Although now I’ve lost most of my fear of deep water, I still feel a little chicken when I first jump in. I have tried not to share my irrational thoughts with my son. Instead I let him know that the more I swim, the less I worry about it, yet he shares some of the same trepidation. The first day we were at the Lake he felt very brave when he kayaked alone from one of our docks to the other, and he reported to me that it “was the scariest thing he had ever done.” And this is from a kid that has done an Ironkid triathlon, swimming in a muddy pond on the outskirts of Des Moines!
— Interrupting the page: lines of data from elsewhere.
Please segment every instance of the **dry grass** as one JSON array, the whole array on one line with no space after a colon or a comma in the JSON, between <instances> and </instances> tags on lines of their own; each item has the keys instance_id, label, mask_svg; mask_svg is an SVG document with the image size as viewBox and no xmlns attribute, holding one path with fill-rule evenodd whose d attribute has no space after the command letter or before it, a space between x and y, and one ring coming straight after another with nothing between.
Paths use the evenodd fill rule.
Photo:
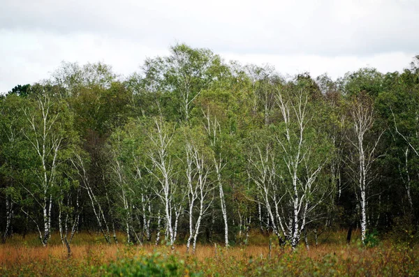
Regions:
<instances>
[{"instance_id":1,"label":"dry grass","mask_svg":"<svg viewBox=\"0 0 419 277\"><path fill-rule=\"evenodd\" d=\"M354 238L358 234L354 234ZM174 251L164 246L128 246L124 244L122 235L119 234L119 244L108 245L98 235L78 234L72 245L70 258L57 235L47 247L40 246L34 235L28 236L24 240L15 236L7 244L0 245L0 275L101 276L107 270L103 269L103 265L119 263L126 260L124 259L132 260L156 252L165 257L174 255L191 267L191 270L203 272L205 276L419 274L419 260L416 259L419 250L416 248L395 244L390 241L381 241L377 247L367 248L361 246L359 239L347 246L344 232L329 234L324 239L321 238L318 246L311 239L309 250L302 244L293 252L289 247L279 247L272 238L270 259L269 237L258 237L256 234L253 234L249 246L226 248L219 245L198 245L194 254L187 254L184 245L177 246Z\"/></svg>"}]
</instances>

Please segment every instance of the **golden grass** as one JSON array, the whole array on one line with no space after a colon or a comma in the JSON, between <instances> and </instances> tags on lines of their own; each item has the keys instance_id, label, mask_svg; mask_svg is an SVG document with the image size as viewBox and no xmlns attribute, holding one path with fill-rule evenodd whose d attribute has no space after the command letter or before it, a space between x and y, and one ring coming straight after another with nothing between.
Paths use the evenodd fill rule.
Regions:
<instances>
[{"instance_id":1,"label":"golden grass","mask_svg":"<svg viewBox=\"0 0 419 277\"><path fill-rule=\"evenodd\" d=\"M214 275L214 272L221 276L235 276L237 270L244 276L253 275L255 270L267 272L267 275L274 275L275 272L293 272L290 275L299 276L307 274L304 271L308 270L307 267L311 267L309 270L319 270L322 274L326 272L322 271L329 270L329 268L339 268L333 274L326 274L330 276L339 276L339 272L349 276L362 275L363 271L358 272L360 268L364 269L367 275L391 276L407 272L406 275L414 276L419 272L419 262L416 259L419 257L419 249L409 246L399 246L385 240L381 241L378 247L363 247L357 239L358 233L353 234L355 239L349 246L346 244L346 233L338 232L330 233L323 239L321 237L318 246L314 245L314 239L310 238L309 250L306 249L302 241L294 252L289 247L278 246L272 237L270 260L268 259L269 237L258 234L252 236L248 246L237 245L226 248L219 244L199 244L196 253L187 254L184 245L176 246L174 251L166 246L127 246L123 234L119 234L119 244L108 245L97 234L82 233L75 238L70 258L57 234L52 237L47 247L40 246L35 235L28 236L24 240L15 236L7 244L0 245L0 275L3 268L3 274L11 273L8 276L32 275L34 272L34 276L60 276L61 274L85 276L90 274L89 268L101 268L112 261L142 257L155 252L174 254L186 263L195 264L194 268L205 272L205 276ZM407 269L405 264L408 264ZM290 271L284 271L284 267L290 267ZM20 268L24 268L27 271L17 274ZM286 269L288 270L288 267ZM98 272L99 276L103 273L95 272Z\"/></svg>"}]
</instances>

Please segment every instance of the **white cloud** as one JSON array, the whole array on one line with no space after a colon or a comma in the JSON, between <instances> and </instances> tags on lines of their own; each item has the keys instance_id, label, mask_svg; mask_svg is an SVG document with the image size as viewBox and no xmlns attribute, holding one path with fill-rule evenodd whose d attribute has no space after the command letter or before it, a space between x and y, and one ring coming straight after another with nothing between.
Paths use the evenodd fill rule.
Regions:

The day after that big adventure he kayaked at my side as I completed my own milestone, swimming down the coast of the bay to a resort about a mile down the road and back to our property. Although I’ve done longer distances in the pool, that was the longest open water swim I’ve done to date and it felt like a big deal. It took me a while to trust the water and switch from a breast stroke to free-style.

We also did some cycling on a nearby paved trail that covers 30 miles through woods. The trail head is about 3 miles from our cabin, and I was pleased that my son didn’t bat an eye this year about riding there instead of taking our bikes on the car like two years ago. We rode 10 miles on the trail and all in all, it was his longest bike ride ever totaling 17 miles. He took a spill near the end trying to drink from his water bottle, but bravely got back on in spite of some wicked road rash. I went back the next day and rode a little further (30 total miles), enjoying the fact that I only saw one bunny and was alone most of the ride.

You can’t fly the coop if you don’t identify those scary things, confront them, and try to see how far you can push your own limits. And there are some beautiful things on the other end if you make the effort! I’m sure that little baby robin is enjoying exploring some new boundaries, just like my not so little one is off on his own for five weeks. When I feel lonely, I try to take myself back to the peace I felt on the bike trail or while taking a breath swimming I spotted the pine trees lining a stunning blue Minnesota sky. I remind myself that it’s all part of a natural cycle of life that makes us stronger, better, andmore in touch with a process bigger than our own little fears.



2 Replies to “Flying the Coop”

  1. It seems best not to be the last robin to stay behind, fearing what is out there. It also seems as dangerous as leaving, maybe even more since it can’t stay the cute baby forever and will eventually become the “adult child living in the basement.” Follow the Starship Enterprise baby robin, and boldly go.